Ah, think about it, the luxury of owning your own car, you and only you. I can almost imagine it. The future, its bright.

halJordan•2m ago
[delayed]
Geof25•1h ago
So they burned through weapon stockpile and also through zero day stockpile. Good job, another strategic success which will help in war with China...
jeroenhd•1h ago
Surely they don't need backdoors when they can just exploit the awful network security that American networking equipment vendors already come with out of the box?

The US needed to smuggle Stuxnet in, but with networking equipment there's a treasure trove of shitty practices. Cisco and Juniper have been caught hiding hard-coded password how many times now?

kakacik•38m ago
At this point, any US company's products on software and hardware side can be safely considered an espionage asset. Even ignoring well known things like intercepting international packages during transit and putting malware into them.

Same goes obviously for ie Chinese stuff, but I don't think you guys realize how for outsider the border between China and US in terms of morality is practically non-existent now. I don't mean it in any snarky way, just looking at facts.

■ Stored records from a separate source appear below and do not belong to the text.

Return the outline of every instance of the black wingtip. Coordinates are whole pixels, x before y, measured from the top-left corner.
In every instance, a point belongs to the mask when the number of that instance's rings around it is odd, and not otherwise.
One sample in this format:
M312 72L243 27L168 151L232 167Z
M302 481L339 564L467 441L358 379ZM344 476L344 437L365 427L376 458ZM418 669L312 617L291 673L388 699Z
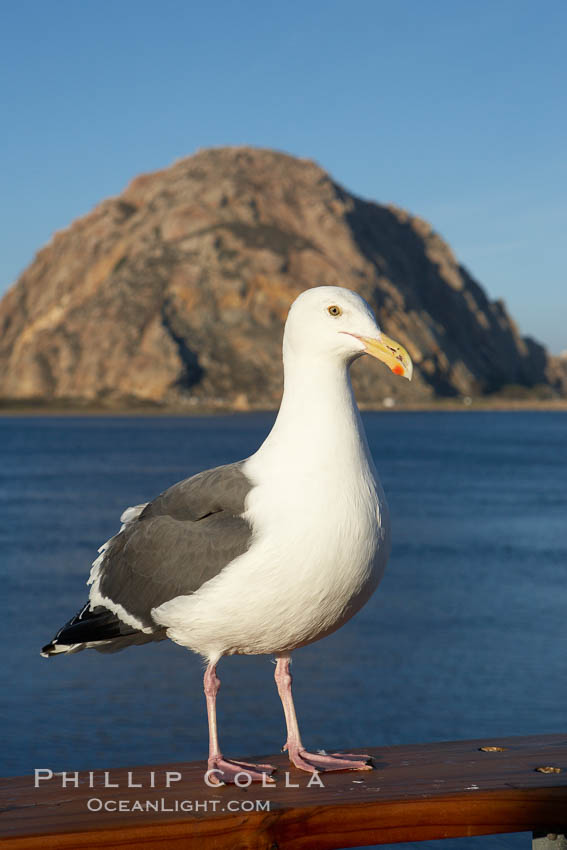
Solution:
M91 610L87 602L78 614L59 629L53 640L41 650L43 658L79 652L95 644L106 645L110 641L140 634L138 629L128 626L116 614L102 606ZM98 648L98 647L96 647Z

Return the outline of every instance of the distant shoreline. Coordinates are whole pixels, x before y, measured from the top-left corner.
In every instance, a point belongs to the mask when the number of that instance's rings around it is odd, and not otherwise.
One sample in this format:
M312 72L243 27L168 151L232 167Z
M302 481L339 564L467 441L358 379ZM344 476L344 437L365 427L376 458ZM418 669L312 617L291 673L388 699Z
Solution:
M420 412L462 412L468 413L471 411L560 411L567 412L567 399L545 399L545 400L520 400L520 399L472 399L471 403L466 405L461 399L442 399L435 402L414 403L414 404L395 404L392 407L383 405L366 405L361 404L360 409L364 412L380 412L380 413L420 413ZM203 416L229 416L239 413L275 413L277 408L273 407L250 407L246 409L234 407L200 406L188 408L181 407L158 407L158 406L132 406L132 407L101 407L101 406L77 406L69 405L58 406L56 404L49 405L6 405L0 406L0 418L11 417L30 417L38 418L46 417L66 417L79 416L84 418L100 418L104 416L117 417L203 417Z

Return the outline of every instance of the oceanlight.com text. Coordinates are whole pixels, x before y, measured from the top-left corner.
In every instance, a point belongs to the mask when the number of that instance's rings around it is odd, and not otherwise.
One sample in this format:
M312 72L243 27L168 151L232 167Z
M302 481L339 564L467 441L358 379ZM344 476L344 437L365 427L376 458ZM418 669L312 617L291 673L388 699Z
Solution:
M269 812L269 800L87 800L89 812Z

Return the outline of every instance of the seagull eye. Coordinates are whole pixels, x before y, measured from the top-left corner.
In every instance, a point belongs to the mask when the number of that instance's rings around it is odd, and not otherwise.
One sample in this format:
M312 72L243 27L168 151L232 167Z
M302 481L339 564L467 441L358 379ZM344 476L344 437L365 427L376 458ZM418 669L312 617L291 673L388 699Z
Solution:
M330 307L327 307L327 313L330 316L340 316L343 311L336 304L332 304Z

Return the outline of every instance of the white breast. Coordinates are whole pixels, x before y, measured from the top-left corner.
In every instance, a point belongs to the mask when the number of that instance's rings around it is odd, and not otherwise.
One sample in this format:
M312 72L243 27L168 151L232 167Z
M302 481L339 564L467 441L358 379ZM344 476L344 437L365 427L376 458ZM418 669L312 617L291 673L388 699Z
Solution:
M291 651L364 605L390 549L381 487L365 458L311 460L282 469L264 452L246 462L252 545L195 594L161 606L169 637L209 658Z

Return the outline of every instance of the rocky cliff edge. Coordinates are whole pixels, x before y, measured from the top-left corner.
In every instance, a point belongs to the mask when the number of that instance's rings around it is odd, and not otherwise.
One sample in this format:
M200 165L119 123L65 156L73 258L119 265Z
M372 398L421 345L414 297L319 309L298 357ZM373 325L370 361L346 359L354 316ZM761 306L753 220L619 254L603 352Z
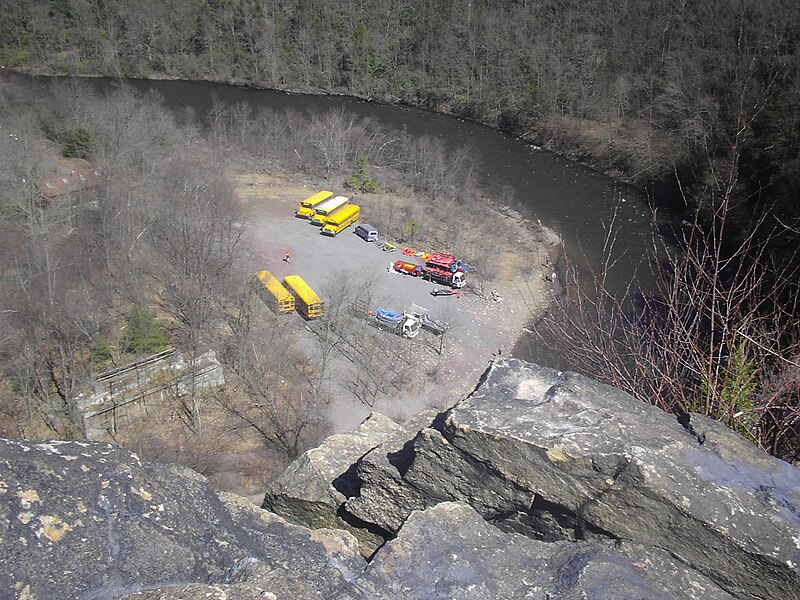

Also, China doesn't invade countries half around the world and bring them to utter destruction and misery for generations to come, killing thousands to millions of civilians and creating breeding grounds for things like ISIS. They do their own thing, quietly and patiently, with laser focus and for outsiders its at most 'not great not terrible' category.

mr_mitm•10m ago
Sometimes it's hard to tell if it's a real bug or a backdoor masquerading as a vulnerability.
throwawayffffas•40m ago
Which is why they should have bought networking equipment from their friends.
ungreased0675•6m ago
Turns out, a $14.5 Billion budget can buy some mind-bendingly awesome cyber effects.
mugiseyebrows•3m ago
Is it worse than bombing school, though?